Practice the Marmet Technique. The Marmet Technique, created by Chele Marmet and the Lactation Institute, is recommended by most hospitals in the United States to induce lactation. The Marmet Technique is a series of rolling, gentle tugging and pressing on the nipples to induce lactation. The Marmet Technique is outlined at the Medela Breastfeeding website (see "Resources").
Have your baby suck for 10 minutes on each breast every day. The sucking motion will stimulate the pituitary glands to produce milk.
Invest in a hospital-grade breast pump. Use the breast pump for 10 minutes on each breast every day to stimulate the pituitary glands.

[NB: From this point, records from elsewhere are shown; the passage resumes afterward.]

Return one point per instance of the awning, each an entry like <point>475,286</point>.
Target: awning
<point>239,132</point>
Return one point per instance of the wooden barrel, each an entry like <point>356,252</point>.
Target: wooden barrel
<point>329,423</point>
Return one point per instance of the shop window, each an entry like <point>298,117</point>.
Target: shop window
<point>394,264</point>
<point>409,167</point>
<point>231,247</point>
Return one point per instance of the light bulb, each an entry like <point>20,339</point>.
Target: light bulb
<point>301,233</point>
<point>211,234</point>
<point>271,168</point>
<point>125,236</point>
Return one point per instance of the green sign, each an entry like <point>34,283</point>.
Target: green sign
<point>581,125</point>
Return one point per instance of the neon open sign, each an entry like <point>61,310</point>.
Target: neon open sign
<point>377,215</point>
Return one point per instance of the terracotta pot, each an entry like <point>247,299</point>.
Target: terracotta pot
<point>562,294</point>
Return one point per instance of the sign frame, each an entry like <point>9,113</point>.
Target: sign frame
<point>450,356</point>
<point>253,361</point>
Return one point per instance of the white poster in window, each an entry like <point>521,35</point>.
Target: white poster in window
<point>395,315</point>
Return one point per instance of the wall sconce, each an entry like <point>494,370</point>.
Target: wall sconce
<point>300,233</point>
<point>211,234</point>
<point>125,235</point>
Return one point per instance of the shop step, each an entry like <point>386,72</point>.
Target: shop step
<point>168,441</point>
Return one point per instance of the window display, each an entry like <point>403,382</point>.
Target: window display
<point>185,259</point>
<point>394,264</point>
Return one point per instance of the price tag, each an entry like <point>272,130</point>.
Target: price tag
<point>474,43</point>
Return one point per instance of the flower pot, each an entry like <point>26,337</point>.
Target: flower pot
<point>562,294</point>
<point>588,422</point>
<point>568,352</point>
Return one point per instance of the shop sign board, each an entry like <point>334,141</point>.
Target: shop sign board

Take hormone therapy. Lactation is stimulated by the pituitary glands, not the mammary glands. Talk to your gynecologist or family doctor if you are interested in inducing lactation medically. Usually during hormone therapy, an oestrogen reducer is given, followed by a prolactin-enhancing medication, like metaclopramide.
Tips and warnings
- Mothers who have lactated previously can often lactate more easily.
- Side effects associated with lactation hormone therapy include diarrhoea, decreased energy, dizziness, nausea, vomiting, drowsiness, headache, tiredness, restlessness and trouble sleeping.